Twenty-two years later, Sutton signed with the Dodgers as a free agent and bookended his career pitching alongside a pair of next-generation Dodgers legends in Fernando Valenzuela and Orel Hershiser. Those two pitchers were five and seven years old, respectively, when Sutton debuted in the Majors. Sutton was on World Series-winning Dodgers rosters in both his first and final seasons, though he didn’t pitch in either year’s postseason.

Indeed, Sutton’s long and winding path was partially defined by the plethora of elite teammates he had along the way. Those teammates included 13 future Hall of Famers, from another ageless wonder in knuckleballer Hoyt Wilhelm (born in 1922) to wunderkind Robin Yount (born in 1955).

• When you’re as talented as Sutton was and you never miss a start, you start to string together some truly incredible streaks. He reached the 200-inning mark in 20 out of 21 possible seasons (the most 200-inning campaigns in history), with that run interrupted only by the 1981 players’ strike. For context, a total of 42 pitchers (including Sutton) tossed at least 200 innings during his 1966 debut. In MLB’s most recent full campaign in 2019, just 15 pitchers reached that benchmark.

Sutton also struck out at least 100 hitters in 21 consecutive seasons between 1966 and ‘86, a streak matched only by Roger Clemens, Greg Maddux and Nolan Ryan. And while he reached the 20-win mark just once in his career (‘76), Sutton won at least 10 games in a record 21 different campaigns.
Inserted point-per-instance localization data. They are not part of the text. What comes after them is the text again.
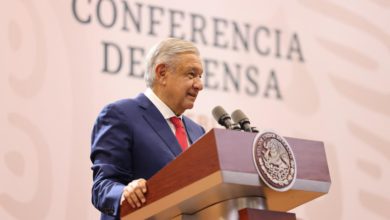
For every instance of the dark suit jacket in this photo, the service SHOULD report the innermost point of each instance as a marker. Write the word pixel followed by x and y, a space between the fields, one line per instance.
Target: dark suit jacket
pixel 130 140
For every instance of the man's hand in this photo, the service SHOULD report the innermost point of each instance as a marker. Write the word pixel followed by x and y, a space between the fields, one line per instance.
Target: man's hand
pixel 134 192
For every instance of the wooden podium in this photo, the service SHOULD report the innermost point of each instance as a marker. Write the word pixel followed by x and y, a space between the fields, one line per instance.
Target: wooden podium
pixel 216 179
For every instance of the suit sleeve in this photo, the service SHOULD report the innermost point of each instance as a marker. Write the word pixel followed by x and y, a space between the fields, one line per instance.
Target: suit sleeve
pixel 111 158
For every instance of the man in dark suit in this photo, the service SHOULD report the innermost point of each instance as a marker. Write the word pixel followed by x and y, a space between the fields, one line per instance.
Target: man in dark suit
pixel 134 138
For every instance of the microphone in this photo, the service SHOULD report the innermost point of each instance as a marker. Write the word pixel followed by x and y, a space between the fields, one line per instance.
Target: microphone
pixel 240 118
pixel 224 119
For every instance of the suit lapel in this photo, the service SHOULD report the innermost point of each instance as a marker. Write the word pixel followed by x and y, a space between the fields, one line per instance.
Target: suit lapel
pixel 157 122
pixel 190 132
• Sutton’s career total of 5,282 1/3 innings ranks seventh on MLB’s all-time list, and it is the fourth-highest total by any pitcher that began his career in the Live Ball Era behind the late Phil Niekro, Nolan Ryan and Gaylord Perry. That total becomes even more staggering when you consider it’s over 1,000 innings more than the final total for Randy Johnson (4,135 1/3), nearly 1,500 more than Jack Morris (3,824) and nearly 2,000 more than contemporary workhorses Bartolo Colon (3,461 2/3) and Mark Buehrle (3,283 1/3).

If one removes Colon (who hasn’t pitched in MLB since 2018) atop the current active leaders list in innings pitched, the owner of the next-highest total, Justin Verlander, is still 2,294 1/3 innings shy of Sutton’s mark. That means the 37-year-old Verlander would have to average 200 frames a season for more than another decade to catch him.

• While Sutton never took home a Cy Young Award, he did finish top five in NL Cy Young voting in every year between 1972 and ‘76 for L.A. Per FanGraphs’ version of WAR, Sutton was bseball’s sixth-most valuable pitcher in that span behind a group of five fellow Hall of Famers in Bert Blyleven, Tom Seaver, Gaylord Perry, Steve Carlton and Nolan Ryan. Sutton also paced the NL in WHIP four different times and captured the 1980 ERA title in ‘80 with a Major League-best 2.20 figure.